Most episodes in this show weigh heavily against the state. Recall that it is a government agency McCall left, one that quite regularly invades his purview and that of his clients. Add to that fact the next: McCall's work is private, as much his as anyone's profession. Therefore, he may charge as much as he wishes for his services. Certain references in more than one episode imply that McCall is amply compensated. The comfortable lifestyle he lives is mute evidence of that fact.

The Equalizer demands one's full concentration, week by week, to receive its full impact. Every detail must be arranged and placed just so to solve the puzzle that is Robert McCall. It is no accident that one of the finest actors currently working portrays that role.

Far from being "an Ellsworth Toohey with spunk," McCall most reminds me of one of Ayn Rand's compelling characters from Atlas Shrugged, Ragnar Danneskjold. McCall, like Danneskjold, is a man willing to fight for justice. Unless he fights, he considers himself part and parcel of the evil he despises.

D.J. Baker
Cincinnati, OH

I Didn't Beat 'Em—or Join 'Em

I would like to clarify a few points in Andy Cline's article about me ("Meet Laird Wilcox," July).

First of all, I've never been a member of the Communist Party, the Ku Klux Klan, or any "neo-Nazi" organization. For my purposes, which were to get to know these people and understand their motives, it was not necessary to join their groups. We just hung around together, talked over dinner or coffee, and so on. Where possible I leveled with them about my interests. Otherwise I just went along with their script and let them form their own conclusions about me.

Also, I didn't become a right-winger after I dropped out of the radical student movement in 1966. I simply stopped being an automatic leftist ideologue, which can make one look and feel like a right-winger in the climate that prevailed then. Some of my views have changed over the years, but the process has been evolutionary and not the product of any conversion. I'm quite liberal on many issues, such as criminal justice, civil liberties, and unions; and conservative on others, such as national defense, economics, and social policy. I see myself as an anti-ideological iconoclast and a freethinker.

My experiences with the radical left of the '60s included witnessing their fanatical hatred toward whatever or whomever they perceived as right-wing.
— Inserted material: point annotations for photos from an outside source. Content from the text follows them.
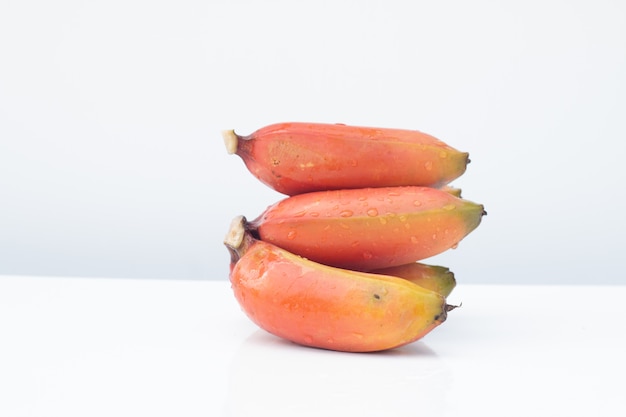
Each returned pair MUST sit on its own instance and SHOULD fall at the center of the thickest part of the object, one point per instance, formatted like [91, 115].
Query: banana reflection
[270, 375]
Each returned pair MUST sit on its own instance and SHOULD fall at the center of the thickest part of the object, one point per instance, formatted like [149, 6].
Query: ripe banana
[326, 307]
[435, 278]
[371, 228]
[295, 158]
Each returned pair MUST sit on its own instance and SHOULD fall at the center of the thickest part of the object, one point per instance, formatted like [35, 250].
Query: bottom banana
[326, 307]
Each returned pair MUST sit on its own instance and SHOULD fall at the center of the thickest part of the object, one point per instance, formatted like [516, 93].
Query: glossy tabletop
[128, 347]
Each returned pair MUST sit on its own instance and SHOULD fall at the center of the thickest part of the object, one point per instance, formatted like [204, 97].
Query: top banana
[296, 158]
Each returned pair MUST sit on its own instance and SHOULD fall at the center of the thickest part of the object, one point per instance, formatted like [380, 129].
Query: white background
[112, 163]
My curiosity compelled me to find out what these horrible right-wingers were really like. Some of them were just as nutty as the radicals, but most were normal, concerned people who, in retrospect, had a clearer view on many of the issues than their detractors. More importantly, they were human beings, which leftists sought to deny.

The "threat" from obvious political extremists in the United States is very small. Few people listen to the shrieking Klansman, the drooling leftist goon, or the jackbooted Jewish Defense League thug. Much more dangerous are the authoritarians of the mainstream left and right, whose designs on our civil liberties are much more acceptable to a public increasingly conditioned to value security over freedom. Censorship, "antihate" legislation, abuse by police agencies and the IRS, victimless crimes, harassment of political dissidents, and the attack on individual rights by sacred-cow special-interest groups are the real threat today—much more than any screwball exhibitionists.

Laird Wilcox
Kansas City, MO

We have received an outpouring of letters in response to Henry Mark Holzer's Viewpoint in the October issue ("The Sodomy Solution: Repeal, Not Appeal"). Watch for them in an expanded Letters department in the January issue. —Eds.